Morocco has initiated an extensive revamp of its public university system in conjunction with the French government and World Bank that will bear undeniable political dimensions and implications. Even in Syria economic reforms have picked up speed — corporate tax rates were cut this year by 30%, the government is preparing to float bonds for the first time ever, and its country rating has jumped 40 spots on the World Bank’s indicator for the ease of starting a business.

These reforms fall quite in line with expressed Arab demands. Zogby polling from 2004 revealed the Arab world ranked quality of life issues — employment, healthcare, education — far higher than the lofty political issues the U.S. was trumpeting. Though non-democratic states are falsely caricatured as completely unaccountable to their constituents, public opinion matters a great deal to Arab states and determines how they govern. Arab opinion has demanded tangible economic reforms that improve daily life and governments are beginning to deliver with more jobs, expanded access to credit and lending, and greater opportunities for higher education.

Undoubtedly both governments and their constituents recognize they have a long way to go, but rather than tearing up the existing political order, they have undertaken a gradualist approach to revamp the social contract. And while support for U.S. economic assistance exists in some countries, there is a wholesale rejection, according to Arab public opinion polls, of U.S. involvement in political reform. One thing is certain — Arab governments are listening more intently to their people than we are. And as Fareed Zakaria, editor of Newsweek International, notes, “The easiest way to sideline a reform is to claim that it is pro-American.”

While our political reform efforts are viewed with suspicion and are consequently ineffective, we still retain a comparative advantage on the economic reform track which does not threaten Arab states and in fact can complement state-led reforms.

Support for economic reform below the radar can yield eventual political dividends. Arab states are not in need of funds so much as the know-how and expertise to develop sophisticated financial instruments. Thus a USAID team has been assisting Egypt to develop the mortgage finance framework based on global best practices. This will help strengthen the modern Egyptian middle class through credit and home ownership.

The U.S. should do more to develop and fund imaginative ways of bolstering economic reforms so as to help create a social basis for future democracy. At present, unfortunately, the only groups popular and well-organized enough to win elections in the near term are the Islamist parties. As a matter of sequencing, broadening the middle class will expand the constituency for reform and develop other parties with real grassroots networks that can eventually compete in the electoral arena.

It is important to remind ourselves that recent U.S. democracy promotion in the Middle East was part of a strategic calculus. Tethered to the (faulty) national security plan of “draining the swamp” that produced 9/11, it was intended to eliminate extremist threats. This being the case, democracy promotion cannot be treated as an absolute goal, but must be balanced against other strategic priorities in the region.

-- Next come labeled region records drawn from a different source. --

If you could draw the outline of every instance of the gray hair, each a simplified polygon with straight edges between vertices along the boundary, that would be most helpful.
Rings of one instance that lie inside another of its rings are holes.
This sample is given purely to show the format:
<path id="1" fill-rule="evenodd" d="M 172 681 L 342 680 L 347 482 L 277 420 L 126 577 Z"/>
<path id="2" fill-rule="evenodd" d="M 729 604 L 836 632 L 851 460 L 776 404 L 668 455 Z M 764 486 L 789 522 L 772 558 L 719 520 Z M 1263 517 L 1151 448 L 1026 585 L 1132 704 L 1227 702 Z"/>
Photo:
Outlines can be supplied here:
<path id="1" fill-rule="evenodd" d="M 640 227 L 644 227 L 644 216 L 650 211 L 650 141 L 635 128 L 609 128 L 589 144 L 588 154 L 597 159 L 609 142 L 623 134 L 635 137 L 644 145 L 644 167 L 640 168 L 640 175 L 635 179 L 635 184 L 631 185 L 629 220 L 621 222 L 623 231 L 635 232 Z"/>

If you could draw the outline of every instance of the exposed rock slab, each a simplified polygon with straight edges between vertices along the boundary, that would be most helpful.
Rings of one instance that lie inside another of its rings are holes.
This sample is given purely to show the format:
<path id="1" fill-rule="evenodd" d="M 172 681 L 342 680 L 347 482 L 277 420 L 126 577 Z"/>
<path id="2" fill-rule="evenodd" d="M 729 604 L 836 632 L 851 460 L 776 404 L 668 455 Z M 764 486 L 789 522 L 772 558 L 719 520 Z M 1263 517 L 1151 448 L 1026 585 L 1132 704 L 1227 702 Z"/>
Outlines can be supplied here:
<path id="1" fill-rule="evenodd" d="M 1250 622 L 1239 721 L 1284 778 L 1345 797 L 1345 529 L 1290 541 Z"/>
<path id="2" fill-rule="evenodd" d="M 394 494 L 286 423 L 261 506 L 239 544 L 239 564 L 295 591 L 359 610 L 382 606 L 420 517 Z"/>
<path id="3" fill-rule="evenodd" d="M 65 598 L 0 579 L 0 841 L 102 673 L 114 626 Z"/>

Our strategic ties with present authoritarian Arab states remain both vital and fragile. We depend on them for intelligence cooperation against al Qaeda, suppression of Islamist radicalism, limiting popular anti-Americanism, and containing Iran. Undermining these vital U.S. allies by sermonizing over democracy will serve nobody’s interests, especially when most ordinary Arabs do not regard democracy as their most important interest.

By contrast, enabling economic reforms with a view to building modern middle classes as a foundation for real long-term democracy benefits both our partners and us.

Sameer Lalwani is a Policy Analyst with the American Strategy Program at the New America Foundation.